On 02/16/2016 03:08 PM, Matt Johnson wrote:
Don't people in China use the term "Beijing Time"?
Yes, they use "北京时间" (Beijing Time, which we abbreviate as "CST" for China Standard Time because that's what we've done for decades), just as people in Russia use "Московское время" (which we abbreviate to MSK for even odder historical reasons). But Russia does not have standard names or abbreviations for anything other than Moscow time, and in this sense Russia is like China (though China is mostly a one-time-zone state so the problem of inventing abbreviations mostly does not come up there).
Even in the US, I think if you said "New York Time", people would know you meant Eastern.
Sure, and if you said "Houston Time" people would know you meant Central. But that doesn't mean the time zone is called "Houston Time" or is abbreviated "HOUT".

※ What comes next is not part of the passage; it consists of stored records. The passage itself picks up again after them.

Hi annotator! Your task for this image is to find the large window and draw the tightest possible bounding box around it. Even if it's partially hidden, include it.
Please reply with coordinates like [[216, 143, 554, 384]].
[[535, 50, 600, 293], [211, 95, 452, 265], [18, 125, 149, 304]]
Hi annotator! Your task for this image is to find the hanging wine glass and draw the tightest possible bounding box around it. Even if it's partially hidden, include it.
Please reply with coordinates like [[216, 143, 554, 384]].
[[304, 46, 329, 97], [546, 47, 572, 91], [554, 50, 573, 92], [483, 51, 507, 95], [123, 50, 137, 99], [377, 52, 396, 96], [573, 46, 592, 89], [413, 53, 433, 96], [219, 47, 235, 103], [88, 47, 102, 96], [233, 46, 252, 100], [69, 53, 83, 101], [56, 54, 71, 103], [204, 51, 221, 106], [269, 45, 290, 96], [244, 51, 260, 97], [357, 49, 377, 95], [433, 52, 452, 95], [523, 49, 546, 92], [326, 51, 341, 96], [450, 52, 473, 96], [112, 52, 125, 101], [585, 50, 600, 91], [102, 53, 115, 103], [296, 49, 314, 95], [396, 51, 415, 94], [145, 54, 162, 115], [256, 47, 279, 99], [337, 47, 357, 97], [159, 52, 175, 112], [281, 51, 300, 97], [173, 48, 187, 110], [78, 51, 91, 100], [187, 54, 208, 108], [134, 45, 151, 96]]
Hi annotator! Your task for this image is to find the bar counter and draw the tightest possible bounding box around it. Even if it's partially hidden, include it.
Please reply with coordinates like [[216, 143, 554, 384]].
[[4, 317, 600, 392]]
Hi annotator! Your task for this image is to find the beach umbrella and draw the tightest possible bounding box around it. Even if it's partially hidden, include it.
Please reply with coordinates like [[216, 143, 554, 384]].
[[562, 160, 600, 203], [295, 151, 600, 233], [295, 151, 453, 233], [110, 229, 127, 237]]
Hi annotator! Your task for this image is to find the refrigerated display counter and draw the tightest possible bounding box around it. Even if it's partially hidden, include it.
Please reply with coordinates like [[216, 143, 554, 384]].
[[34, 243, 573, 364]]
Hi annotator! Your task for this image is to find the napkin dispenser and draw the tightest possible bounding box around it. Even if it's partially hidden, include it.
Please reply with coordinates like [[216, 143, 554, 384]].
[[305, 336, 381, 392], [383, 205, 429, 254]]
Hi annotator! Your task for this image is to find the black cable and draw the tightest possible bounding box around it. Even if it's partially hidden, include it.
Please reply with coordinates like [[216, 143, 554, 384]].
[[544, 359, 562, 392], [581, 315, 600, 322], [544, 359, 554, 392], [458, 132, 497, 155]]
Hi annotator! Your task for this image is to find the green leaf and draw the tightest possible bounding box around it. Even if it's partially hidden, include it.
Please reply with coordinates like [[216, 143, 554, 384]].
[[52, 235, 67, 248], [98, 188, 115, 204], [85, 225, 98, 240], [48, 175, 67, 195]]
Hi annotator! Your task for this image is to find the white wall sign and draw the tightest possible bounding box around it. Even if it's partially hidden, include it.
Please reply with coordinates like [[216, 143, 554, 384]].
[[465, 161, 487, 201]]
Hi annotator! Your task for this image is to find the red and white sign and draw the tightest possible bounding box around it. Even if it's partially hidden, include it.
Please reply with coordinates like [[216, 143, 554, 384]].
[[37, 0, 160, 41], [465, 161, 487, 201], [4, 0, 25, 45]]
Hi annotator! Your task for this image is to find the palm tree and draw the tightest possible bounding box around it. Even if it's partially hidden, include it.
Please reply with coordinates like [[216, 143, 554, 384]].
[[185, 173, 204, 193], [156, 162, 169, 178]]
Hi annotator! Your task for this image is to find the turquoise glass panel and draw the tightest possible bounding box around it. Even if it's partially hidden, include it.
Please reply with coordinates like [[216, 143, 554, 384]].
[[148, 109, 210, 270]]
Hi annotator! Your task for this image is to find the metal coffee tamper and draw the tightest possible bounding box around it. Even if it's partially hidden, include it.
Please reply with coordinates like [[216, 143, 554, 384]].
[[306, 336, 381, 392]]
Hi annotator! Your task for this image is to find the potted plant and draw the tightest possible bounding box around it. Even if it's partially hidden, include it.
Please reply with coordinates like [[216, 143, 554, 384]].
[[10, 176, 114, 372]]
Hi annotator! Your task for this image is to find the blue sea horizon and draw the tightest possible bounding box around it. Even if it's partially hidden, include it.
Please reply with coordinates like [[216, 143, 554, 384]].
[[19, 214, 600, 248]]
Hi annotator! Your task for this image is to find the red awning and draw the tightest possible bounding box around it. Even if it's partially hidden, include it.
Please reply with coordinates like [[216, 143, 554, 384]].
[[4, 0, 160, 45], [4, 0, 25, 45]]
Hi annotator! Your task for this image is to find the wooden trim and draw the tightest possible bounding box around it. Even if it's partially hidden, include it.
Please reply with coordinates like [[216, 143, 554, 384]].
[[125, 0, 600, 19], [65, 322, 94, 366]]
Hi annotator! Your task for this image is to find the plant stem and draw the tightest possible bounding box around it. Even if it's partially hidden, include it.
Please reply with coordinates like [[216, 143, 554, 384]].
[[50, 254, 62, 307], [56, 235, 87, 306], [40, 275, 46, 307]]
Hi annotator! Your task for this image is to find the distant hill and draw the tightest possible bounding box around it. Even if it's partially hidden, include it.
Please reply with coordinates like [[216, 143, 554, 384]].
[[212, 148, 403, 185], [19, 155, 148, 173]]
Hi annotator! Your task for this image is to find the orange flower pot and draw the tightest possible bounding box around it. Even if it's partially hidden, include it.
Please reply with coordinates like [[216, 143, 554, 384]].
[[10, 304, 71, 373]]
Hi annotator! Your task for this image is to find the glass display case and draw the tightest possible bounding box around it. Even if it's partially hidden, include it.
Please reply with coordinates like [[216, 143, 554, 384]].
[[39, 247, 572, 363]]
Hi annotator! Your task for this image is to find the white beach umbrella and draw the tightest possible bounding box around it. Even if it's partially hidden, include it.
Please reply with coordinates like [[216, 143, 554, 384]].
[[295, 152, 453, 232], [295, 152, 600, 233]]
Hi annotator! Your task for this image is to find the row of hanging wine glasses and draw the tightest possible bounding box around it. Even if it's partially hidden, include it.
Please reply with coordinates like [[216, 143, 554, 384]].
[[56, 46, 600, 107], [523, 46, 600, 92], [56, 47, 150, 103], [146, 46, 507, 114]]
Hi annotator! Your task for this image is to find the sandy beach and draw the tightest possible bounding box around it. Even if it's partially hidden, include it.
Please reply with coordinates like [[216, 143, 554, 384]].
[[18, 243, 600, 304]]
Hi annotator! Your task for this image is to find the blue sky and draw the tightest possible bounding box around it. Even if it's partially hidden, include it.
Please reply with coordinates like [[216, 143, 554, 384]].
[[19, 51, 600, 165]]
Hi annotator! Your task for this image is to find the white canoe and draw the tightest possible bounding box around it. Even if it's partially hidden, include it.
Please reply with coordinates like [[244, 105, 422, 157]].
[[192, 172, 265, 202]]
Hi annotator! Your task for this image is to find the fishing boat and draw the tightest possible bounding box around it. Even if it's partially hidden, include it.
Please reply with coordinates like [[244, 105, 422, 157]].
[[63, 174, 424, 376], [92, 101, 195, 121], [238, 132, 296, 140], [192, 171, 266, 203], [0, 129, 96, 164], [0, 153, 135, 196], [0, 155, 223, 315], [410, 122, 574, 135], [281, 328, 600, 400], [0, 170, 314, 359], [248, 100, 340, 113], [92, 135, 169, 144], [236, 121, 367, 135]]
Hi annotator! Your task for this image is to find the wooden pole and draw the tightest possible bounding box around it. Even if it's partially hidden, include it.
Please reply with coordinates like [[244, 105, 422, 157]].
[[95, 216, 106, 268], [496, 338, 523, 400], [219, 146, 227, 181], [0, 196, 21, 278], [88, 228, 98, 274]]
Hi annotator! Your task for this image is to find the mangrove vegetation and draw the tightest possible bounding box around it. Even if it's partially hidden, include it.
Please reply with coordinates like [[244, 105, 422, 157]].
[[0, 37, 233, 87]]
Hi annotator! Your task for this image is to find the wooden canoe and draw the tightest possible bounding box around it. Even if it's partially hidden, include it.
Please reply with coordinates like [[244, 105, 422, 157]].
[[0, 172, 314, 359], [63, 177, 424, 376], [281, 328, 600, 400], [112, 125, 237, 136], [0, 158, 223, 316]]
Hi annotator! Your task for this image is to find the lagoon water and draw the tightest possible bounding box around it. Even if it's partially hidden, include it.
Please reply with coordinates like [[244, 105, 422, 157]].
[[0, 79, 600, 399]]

it would help to define the problem more clearly by understanding the current usage of these abbreviations. Where are they *actually* needed?
strftime's %Z format. This C-library interface is used by the 'date' command to get the time zone, and by lots of higher-level APIs, e.g., the current-time-zone function in GNU Emacs. There are other low-level C interfaces like tzname, but strftime %Z is the main thing.
In other words, in what use case(s) would I actually want to use abbreviations from TZDB instead of those from CLDR?
It depends on what you want to do. Ideally, you'd never want to use them in a new application. But legacy interfaces like strftime and current-time-zone must use them.
What would be the consequence of just removing the column entirely? (ok, maybe too drastic, but just for discussion)
strftime %Z would stop working, and lots of old and/or questionable code would stop working.